Fodor’s travel, June 2019
In the jungle of Madhya Pradesh, the law of nature rules.
The jungle is a dangerous place. An iridescent scar from a cobra bite on our guide Chinmay’s hand acts as a constant reminder. Even after a year-long recovery process from his snake bite, Chinmay still loves the jungle. “My passion has turned me into a storyteller,” he says. And he has plenty of tales to tell as we hike through the teak forest towards our camp on the banks of the Denwa River in Satpura National Park, Central India.
Forging a path through the hilly, sage-colored brush, we dodge venomous orb weaver spiders the size of walnuts webbed between the forest’s leggy trees (only dangerous to other animals, says Chinmay) and keep our ears pricked for a rustle in the tall grasses that flank our trail—it’s viper mating season in the park. We can easily maneuver around these small threats, but a much larger predator also stalks through this forest: the Bengal tiger. Satpura National Park is one of the world’s largest tiger reserves.
There’s no jeep between me and the predator and, even as Chinmay explains to us that tiger-human conflict is very rare, my eyes search the forest for its ribboning black and orange stripes. Home to so many deadly creatures—including sloth bears and leopards—it’s perhaps by no accident then, that India grows 70 percent of the world’s medicinal plants. The country is also the birthplace of Ayurveda, an ancient Vedic mind-body medicine that uses herbal remedies. As we hike, our second guide, Mohan, points at the bark of an Arjun tree that’s used to treat heart disease in Ayurveda and holds up a wood apple—a sweet, flowering fruit with a hard, brown shell—eaten to soothe an upset stomach. We brush up against these healing plants as we continue through the lush, leafy jungle, grasses grabbing at our legs and covering us with their sticky, prickly seeds.
A steep decline leads us out of the trees and out onto a yawning, sandy plain just as the smoldering pink sun is setting. Ahead, a neat line of pitched canvas tents stand at attention, and beyond, the silvery water of the Denwa River. The Pugdundee Safaris camp crew greets us with steaming warm towels to rid our hands and faces of the day’s sweat. Then, with a siesta in mind, we all make a beeline for our tents. Inside the zippered entrance, a hot water bottle warms a bed dressed in soft white linens, the evenings here providing a chilly respite from the sweltering heat.
Laying down, my feet pulse with the day’s exertion and I drift off easily.
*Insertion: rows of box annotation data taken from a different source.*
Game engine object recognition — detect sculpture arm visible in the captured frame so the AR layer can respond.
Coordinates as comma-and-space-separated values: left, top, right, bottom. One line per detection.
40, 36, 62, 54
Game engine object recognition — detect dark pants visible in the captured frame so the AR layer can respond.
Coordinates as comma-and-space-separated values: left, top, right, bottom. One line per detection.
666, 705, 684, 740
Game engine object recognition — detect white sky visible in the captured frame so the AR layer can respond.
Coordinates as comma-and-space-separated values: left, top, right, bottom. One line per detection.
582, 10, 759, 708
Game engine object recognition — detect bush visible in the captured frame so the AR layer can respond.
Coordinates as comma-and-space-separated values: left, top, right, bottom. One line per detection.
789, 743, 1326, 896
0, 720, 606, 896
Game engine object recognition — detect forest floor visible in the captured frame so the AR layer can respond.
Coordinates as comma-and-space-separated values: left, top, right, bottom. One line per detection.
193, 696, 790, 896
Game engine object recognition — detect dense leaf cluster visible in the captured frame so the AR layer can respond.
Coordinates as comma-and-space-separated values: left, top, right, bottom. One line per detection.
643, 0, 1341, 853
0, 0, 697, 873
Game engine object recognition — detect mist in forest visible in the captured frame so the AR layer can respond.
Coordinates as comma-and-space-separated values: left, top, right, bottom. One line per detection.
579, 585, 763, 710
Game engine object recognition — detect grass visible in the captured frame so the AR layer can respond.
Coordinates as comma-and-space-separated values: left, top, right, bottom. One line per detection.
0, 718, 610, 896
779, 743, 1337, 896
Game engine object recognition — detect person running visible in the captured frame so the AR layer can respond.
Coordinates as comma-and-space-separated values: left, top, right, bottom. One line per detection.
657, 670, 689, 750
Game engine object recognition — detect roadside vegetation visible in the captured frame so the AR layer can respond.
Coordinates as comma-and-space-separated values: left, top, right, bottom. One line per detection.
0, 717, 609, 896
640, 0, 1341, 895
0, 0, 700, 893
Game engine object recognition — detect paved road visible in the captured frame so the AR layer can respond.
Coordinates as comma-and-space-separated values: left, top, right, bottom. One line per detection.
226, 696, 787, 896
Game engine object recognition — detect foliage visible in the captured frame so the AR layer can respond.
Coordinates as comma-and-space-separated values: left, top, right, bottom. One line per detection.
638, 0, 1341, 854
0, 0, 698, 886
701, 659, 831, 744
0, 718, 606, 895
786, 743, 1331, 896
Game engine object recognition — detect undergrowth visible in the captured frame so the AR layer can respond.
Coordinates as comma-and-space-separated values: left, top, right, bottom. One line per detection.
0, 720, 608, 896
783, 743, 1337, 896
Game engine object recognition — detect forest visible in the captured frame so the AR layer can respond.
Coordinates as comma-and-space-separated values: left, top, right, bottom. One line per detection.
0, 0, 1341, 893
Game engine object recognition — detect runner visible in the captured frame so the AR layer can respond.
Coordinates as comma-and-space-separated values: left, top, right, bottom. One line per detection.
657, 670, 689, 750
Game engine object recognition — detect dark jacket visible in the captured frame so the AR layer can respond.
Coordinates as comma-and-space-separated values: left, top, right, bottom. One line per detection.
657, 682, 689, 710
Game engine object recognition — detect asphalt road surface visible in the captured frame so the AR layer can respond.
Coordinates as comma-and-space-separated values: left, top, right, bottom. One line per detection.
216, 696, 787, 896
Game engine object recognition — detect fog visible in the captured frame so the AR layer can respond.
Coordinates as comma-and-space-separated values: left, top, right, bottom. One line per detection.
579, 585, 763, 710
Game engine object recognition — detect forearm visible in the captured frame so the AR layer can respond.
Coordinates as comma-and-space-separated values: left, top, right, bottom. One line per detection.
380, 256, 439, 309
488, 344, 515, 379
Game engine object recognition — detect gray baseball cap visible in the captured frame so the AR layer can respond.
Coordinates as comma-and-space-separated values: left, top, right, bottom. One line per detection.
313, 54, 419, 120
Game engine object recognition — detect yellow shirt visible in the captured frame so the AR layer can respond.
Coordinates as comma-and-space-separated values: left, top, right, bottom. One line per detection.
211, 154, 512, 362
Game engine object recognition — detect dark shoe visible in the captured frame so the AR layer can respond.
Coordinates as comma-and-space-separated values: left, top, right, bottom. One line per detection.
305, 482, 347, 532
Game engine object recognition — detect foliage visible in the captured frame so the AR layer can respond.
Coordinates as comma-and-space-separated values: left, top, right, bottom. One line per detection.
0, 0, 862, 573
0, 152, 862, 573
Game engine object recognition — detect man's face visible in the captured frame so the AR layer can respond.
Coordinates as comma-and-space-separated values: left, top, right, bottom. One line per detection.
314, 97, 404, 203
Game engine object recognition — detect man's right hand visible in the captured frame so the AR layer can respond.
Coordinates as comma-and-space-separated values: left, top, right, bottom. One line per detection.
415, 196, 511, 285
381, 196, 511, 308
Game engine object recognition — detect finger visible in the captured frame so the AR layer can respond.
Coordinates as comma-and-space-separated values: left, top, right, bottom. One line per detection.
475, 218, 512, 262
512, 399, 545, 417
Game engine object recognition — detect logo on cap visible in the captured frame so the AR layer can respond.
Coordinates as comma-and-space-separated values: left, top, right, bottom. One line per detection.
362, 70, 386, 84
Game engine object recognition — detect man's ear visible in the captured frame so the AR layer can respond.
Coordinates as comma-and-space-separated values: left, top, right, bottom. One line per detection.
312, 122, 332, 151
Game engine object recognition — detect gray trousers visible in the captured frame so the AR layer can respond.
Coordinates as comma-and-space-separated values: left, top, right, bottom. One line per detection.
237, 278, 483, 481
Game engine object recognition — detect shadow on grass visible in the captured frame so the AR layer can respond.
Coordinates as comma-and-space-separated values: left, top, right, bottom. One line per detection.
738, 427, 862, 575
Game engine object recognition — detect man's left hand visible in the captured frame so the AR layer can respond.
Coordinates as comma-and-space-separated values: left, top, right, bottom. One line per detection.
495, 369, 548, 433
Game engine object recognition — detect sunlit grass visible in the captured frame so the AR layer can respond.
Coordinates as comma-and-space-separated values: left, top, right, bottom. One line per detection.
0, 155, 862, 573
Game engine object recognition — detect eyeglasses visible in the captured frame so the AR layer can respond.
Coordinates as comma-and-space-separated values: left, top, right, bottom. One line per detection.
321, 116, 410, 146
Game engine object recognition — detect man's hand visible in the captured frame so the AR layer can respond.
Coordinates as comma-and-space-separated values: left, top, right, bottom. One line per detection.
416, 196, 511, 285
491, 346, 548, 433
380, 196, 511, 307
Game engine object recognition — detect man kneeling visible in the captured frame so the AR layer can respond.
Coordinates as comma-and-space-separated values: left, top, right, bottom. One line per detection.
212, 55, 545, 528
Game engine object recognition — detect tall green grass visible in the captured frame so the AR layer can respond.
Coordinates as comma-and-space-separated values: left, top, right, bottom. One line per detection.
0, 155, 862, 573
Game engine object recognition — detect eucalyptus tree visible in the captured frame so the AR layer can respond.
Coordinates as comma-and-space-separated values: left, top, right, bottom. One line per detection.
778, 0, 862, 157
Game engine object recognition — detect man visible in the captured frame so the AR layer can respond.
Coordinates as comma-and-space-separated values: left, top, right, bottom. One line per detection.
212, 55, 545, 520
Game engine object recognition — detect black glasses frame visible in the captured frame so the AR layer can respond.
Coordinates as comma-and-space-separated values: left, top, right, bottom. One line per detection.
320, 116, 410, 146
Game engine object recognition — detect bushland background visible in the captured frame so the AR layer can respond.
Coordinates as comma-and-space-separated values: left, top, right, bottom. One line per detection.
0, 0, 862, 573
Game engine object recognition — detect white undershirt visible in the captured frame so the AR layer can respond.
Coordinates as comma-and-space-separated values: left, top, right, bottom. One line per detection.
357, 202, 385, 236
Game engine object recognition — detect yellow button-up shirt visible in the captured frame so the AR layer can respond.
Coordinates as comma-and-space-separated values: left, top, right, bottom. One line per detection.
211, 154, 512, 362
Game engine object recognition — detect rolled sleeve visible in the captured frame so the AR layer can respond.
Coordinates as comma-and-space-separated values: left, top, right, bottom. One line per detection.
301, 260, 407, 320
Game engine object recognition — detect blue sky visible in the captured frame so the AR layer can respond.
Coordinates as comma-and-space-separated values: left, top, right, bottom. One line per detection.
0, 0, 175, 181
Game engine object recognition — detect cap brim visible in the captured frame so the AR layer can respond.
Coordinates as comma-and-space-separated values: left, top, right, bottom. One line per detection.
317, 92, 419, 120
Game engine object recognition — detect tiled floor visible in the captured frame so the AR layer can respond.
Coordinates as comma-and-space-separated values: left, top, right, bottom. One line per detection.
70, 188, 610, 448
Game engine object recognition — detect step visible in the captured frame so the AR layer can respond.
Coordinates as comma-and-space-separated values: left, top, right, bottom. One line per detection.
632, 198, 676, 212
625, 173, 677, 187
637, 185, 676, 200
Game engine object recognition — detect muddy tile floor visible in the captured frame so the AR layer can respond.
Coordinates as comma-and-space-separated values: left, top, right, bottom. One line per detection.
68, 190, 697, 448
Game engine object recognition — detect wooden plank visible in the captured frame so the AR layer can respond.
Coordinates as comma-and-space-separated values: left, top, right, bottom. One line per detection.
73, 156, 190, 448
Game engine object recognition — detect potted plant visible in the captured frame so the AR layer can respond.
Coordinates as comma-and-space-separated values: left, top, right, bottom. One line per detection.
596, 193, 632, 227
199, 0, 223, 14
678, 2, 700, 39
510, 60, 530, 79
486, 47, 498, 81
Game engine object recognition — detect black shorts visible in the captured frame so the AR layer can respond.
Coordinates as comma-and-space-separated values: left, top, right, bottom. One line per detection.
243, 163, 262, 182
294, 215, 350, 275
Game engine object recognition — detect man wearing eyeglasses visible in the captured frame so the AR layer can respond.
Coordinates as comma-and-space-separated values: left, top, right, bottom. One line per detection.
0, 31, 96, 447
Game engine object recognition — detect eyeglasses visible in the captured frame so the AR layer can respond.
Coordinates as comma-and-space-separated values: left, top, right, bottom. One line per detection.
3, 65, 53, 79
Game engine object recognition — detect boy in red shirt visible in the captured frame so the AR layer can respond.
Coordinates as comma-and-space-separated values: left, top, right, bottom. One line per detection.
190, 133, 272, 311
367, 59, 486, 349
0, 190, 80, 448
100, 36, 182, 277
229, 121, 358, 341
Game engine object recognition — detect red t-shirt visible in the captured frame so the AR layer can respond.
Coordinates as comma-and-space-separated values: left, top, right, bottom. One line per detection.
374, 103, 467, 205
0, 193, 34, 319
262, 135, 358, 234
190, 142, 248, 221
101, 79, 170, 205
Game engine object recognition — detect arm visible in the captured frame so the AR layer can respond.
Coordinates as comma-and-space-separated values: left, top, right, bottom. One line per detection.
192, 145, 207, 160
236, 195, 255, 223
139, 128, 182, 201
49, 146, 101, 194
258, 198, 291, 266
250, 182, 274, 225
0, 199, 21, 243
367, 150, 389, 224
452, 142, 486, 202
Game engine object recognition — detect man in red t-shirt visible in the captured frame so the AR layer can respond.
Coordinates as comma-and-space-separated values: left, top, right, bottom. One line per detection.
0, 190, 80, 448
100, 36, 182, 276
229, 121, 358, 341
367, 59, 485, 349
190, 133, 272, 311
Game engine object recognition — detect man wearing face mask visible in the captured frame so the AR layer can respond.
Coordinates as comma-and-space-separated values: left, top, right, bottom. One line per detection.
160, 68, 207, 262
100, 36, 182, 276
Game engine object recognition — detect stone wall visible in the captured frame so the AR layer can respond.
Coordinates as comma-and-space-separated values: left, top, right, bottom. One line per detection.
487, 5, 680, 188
I wake to the tangy scent of chicken biryani wafting towards me from the crew’s pop-up kitchen. Outside my tent, two flickering torches staked in the ground glow in the mauve dusk. Our group gathers around a fire that sparks and crackles into the midnight blue sky, savoring this moment in one of the world’s most remote corners over glasses of local white wine. We don’t have time to decide whether we’re disappointed or relieved that we didn’t spot a tiger on our hike today before we’re called to a candlelit dinner at a long table. The crispy, spicy chicken biryani is joined by buttery vegetable paneer, featherlight jasmine rice, and soft, crepe-like naan.
The meal ends with sweet masala chai tea steeped with fresh ginger, cardamom, and cinnamon, and I know I’ll never taste this particular combination of spices again without thinking of tonight. Beyond my tent, the howl of dholes (wild dogs) prowling the river’s moonlit banks serenades me to sleep. The morning brings another decadent spread with tea and freshly-squeezed mango juice. Mist rises off the river as the trill of sapphire-colored kingfishers and lemon-yellow warbler birds signal the jungle’s awakening. After breakfast, we begin the trek back into the forest.
Not far off our wooded path, Chinmay spots a tiger’s fresh footprint in the dirt. The warning calls of langurs rustling and swinging in the forest’s canopy tells us the animal isn’t far off. I hold my breath and we all fall silent, waiting for the illusory tiger to come slinking out of the trees towards us. Although tiger sightings are rare, even in a tiger reserve, the thrill of tracking them and the slow, silent anticipation is part of the allure. After five to ten minutes, the warning calls have died off and it’s clear the tiger has moved on.
I’ll be leaving Central India without a tiger sighting here, but I don’t mind it that way. The sense of humility they teach us is amplified in their absence. “A tiger tests your patience and teaches you to stay calm in any situation,” Chinmay reminds me. These animals aren’t pets to be called or conjured. They’re wild, powerful predators that remind me of my place in this world, a station that should never be above their own.